Bij de voorbereidende werkzaamheden voor de invoeging van artikel 22 ter is herhaaldelijk benadrukt dat het recht op volledige inclusie zowel universele toegankelijkheid als redelijke aanpassingen vereist, die uitdrukkelijk zijn vastgelegd. Zo wordt in het verslag dat namens de Commissie voor grondwet en institutionele vernieuwing is opgesteld, met name melding gemaakt van wat volgt: 

Weliswaar is sprake van een recht op redelijke aanpassingen, maar in dat verband mag niet worden vergeten dat de overheid gebonden is door een resultaatsverplichting inzake toegankelijkheid, zoals gewaarborgd door het VN-Verdrag. Het is de bedoeling dat de Grondwet voortaan de Federale Staat en de deelstaten ertoe verplicht om, elk binnen hun bevoegdheden, op te treden met het oog op de implementering van die nieuwe grondwetsbepaling.
Daardoor zullen die overheden positief discriminerende maatregelen moeten nemen, teneinde te waarborgen dat het gelijkheidsbeginsel ook de mensen met een handicap ten goede komt. (p. 5)

De NHRPH herinnert er tevens aan dat dit de filosofie is van het Verdrag van de Verenigde Naties inzake de rechten van personen met een handicap (UNCRPD), waaraan artikel 22ter een constitutionele verankering biedt door het samen te vatten in een compacte formule: het recht op volledige inclusie.

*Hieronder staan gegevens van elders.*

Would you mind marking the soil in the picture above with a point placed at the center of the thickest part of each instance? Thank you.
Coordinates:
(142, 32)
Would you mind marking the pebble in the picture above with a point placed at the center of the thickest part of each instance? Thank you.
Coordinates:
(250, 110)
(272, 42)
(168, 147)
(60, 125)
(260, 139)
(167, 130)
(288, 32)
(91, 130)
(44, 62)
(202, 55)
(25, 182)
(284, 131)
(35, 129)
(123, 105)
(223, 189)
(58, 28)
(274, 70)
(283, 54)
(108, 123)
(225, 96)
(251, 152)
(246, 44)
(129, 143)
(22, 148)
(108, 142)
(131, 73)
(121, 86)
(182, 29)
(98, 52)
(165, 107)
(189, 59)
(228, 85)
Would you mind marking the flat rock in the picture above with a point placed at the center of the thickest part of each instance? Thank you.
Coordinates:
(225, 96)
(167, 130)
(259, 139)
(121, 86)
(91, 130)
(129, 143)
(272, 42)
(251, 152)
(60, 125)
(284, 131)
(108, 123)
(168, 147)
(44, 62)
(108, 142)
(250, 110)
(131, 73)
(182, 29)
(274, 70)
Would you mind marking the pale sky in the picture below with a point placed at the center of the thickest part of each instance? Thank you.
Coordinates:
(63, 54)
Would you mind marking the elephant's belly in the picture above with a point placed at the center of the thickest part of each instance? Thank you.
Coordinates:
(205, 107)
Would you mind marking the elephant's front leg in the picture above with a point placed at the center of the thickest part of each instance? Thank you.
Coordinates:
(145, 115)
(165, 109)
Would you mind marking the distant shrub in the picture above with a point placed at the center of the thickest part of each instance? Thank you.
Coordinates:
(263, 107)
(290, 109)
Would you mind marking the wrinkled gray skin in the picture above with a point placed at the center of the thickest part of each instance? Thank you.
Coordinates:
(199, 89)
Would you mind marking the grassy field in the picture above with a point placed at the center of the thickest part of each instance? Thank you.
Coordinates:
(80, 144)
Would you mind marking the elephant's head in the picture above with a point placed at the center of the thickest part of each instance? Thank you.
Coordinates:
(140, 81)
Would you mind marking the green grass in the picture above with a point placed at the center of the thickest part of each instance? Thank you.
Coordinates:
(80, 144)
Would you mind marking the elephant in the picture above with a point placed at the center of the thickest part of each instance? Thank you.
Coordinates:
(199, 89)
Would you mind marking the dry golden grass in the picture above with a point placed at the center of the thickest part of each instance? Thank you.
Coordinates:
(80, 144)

Artikel 9 bepaalt dat België, net als elke andere Staat die het Verdrag heeft geratificeerd, passende maatregelen moet nemen:

… om personen met een handicap op voet van gelijkheid met anderen de toegang te garanderen tot de fysieke omgeving, tot vervoer, informatie en communicatie, met inbegrip van informatie- en communicatietechnologieën en –systemen, en tot andere voorzieningen en diensten die openstaan voor, of verleend worden aan het publiek, in zowel stedelijke als landelijke gebieden. Deze maatregelen, die mede de identificatie en bestrijding van obstakels en drempels voor de toegankelijkheid omvatten, zijn onder andere van toepassing op:

    1. gebouwen, wegen, vervoer en andere voorzieningen in gebouwen en daarbuiten, met inbegrip van scholen, huisvesting, medische voorzieningen en werkplekken;
    2. informatie, communicatie en andere diensten, met inbegrip van elektronische diensten en nooddiensten.

Met betrekking tot mobiliteit bepaalt artikel 20 van het VN-Verdrag:

De staten die partij zijn nemen doeltreffende maatregelen om de persoonlijke mobiliteit van personen met een handicap met de grootst mogelijke mate van zelfstandigheid te waarborgen, onder meer door:

    1. de persoonlijke mobiliteit van personen met een handicap te vergemakkelijken op de wijze en op het tijdstip van hun keuze en tegen een betaalbare prijs;
    2. de toegang voor personen met een handicap tot hoogwaardige mobiliteitshulpmiddelen, -apparaten, ondersteunende technologieën en vormen van hulp door mens of dier en tot bemiddeling te vergemakkelijken, onder meer door deze beschikbaar te maken tegen een betaalbare prijs;
    3. personen met een handicap en gespecialiseerd personeel dat met personen met een handicap werkt, training in mobiliteitsvaardigheden te verschaffen;
    4. instellingen die mobiliteitshulpmiddelen, -apparaten en ondersteunende technologieën produceren, aan te moedigen rekening te houden met alle aspecten van mobiliteit voor personen met een handicap.

In de Toelichting wordt niet verwezen naar het VN-Verdrag en artikel 9 daarvan, noch, a fortiori, naar General Comment nr. 2 van het Comité voor de rechten van personen met een handicap van 11 april 2014 over toegankelijkheid.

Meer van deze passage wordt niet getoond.